By Francis R. Kowsky
Calvert Vaux (1828-1895) was born in London, where he studied architecture and landscape design before immigrating to America in 1850. He came at the invitation of Andrew Jackson Downing, America’s first nationally renowned spokesperson for the art of landscape architecture. Working with Downing in Newburg, NY, Vaux designed houses and grounds that capitalized on natural surroundings and scenic views. In 1851, Vaux assisted Downing in laying out the grounds between the White House and Capitol, the first significant public recreational landscape in America. After Downing’s death in 1852, Vaux continued to work in Newburgh before moving to New York in 1856. When the city purchased land for the new Central Park, Vaux worked behind the scenes to compel civic leaders to institute a competition for its design. In 1857, he asked Frederick Law Olmsted to join him in preparing an entry for the Central Park competition. Together they developed the winning Greensward plan that outlined a large “country park” in the heart of the metropolis.
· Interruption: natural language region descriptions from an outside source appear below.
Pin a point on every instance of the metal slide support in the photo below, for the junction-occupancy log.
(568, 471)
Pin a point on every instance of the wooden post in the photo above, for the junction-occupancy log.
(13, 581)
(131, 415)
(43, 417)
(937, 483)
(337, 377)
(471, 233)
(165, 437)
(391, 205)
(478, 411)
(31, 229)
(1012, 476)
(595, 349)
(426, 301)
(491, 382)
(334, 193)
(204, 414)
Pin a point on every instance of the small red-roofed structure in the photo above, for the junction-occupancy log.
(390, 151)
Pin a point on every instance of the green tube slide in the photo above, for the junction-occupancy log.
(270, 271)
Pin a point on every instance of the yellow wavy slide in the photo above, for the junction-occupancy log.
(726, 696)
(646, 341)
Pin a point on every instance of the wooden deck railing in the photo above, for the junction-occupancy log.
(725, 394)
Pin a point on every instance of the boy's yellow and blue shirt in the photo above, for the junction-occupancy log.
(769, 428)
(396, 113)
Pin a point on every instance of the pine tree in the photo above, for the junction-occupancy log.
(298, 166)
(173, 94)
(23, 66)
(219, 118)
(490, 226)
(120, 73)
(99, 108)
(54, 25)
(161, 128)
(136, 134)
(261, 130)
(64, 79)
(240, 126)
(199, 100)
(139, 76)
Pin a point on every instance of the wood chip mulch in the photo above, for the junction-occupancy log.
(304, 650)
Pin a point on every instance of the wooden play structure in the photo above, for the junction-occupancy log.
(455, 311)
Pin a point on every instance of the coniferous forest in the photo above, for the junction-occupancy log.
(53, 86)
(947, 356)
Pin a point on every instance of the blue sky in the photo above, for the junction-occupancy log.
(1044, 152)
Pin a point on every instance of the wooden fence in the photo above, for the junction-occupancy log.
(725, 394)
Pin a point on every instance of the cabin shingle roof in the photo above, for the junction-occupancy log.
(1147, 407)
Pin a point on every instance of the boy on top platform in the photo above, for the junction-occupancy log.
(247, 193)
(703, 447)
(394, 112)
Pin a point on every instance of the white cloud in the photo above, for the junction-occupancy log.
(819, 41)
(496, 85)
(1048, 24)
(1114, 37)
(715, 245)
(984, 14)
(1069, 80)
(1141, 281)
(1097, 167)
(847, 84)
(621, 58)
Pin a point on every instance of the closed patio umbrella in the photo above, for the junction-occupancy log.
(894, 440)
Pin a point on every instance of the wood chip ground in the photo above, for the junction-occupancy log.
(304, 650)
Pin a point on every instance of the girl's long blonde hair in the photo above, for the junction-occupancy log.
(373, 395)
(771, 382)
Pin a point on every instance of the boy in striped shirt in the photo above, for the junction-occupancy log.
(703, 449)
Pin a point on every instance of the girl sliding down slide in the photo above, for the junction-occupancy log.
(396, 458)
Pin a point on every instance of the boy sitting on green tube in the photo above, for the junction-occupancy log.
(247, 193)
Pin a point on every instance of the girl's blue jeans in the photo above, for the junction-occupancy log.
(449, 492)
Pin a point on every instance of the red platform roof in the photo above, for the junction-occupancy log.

While the park was being constructed, Olmsted left New York, first for Washington, where he became secretary of the United States Sanitary Commission, and then for California, where he managed the Mariposa Mining Estate. It took several years for Vaux to convince his friend to return East to join him in developing Brooklyn’s Prospect Park. In 1865, the reunited partners took up the design of Prospect Park, their most fully evolved example of pastoral landscape as urban park. Alfred Janson Bloor, who had worked in Vaux’s office and was a longtime observer of the New York architectural scene, wrote in 1903: “My impression is that Frederick Law Olmsted’s reputation richly deserved individual recognition and separate honor as regards landscape work… But my conviction on personal and in some degree on exclusive knowledge is that Calvert Vaux… was the sole designer of the guiding lines and main features of Prospect Park.”
Leading the nascent urban park movement, in 1868, Olmsted and Vaux prepared the initial proposal for parks and parkways in Buffalo. It was the first plan for an interconnected park system to be implemented by an American city. Other places that sought the partners’ advice during the years after the war were Albany, NY; Newark, NJ; and Chicago and Riverside, IL. The latter is regarded as the country’s first major suburban residential community.
Along with landscape projects with Olmsted, Vaux pursued a parallel career as an architect. He designed many houses that displayed sensitive rapport with nature, including the home and studio of the painter Jervis McEntee, who was his brother-in-law. Most of his early works of this type appeared in his book Villas and Cottages, which came out in 1857. Vaux was also responsible for bridges and other structures that embellished Central Park and other urban parks that he and Olmsted laid out. Bethesda Terrace in Central Park is his most well-known park structure. He also authored imaginative architectural features in Prospect Park and the Buffalo parks.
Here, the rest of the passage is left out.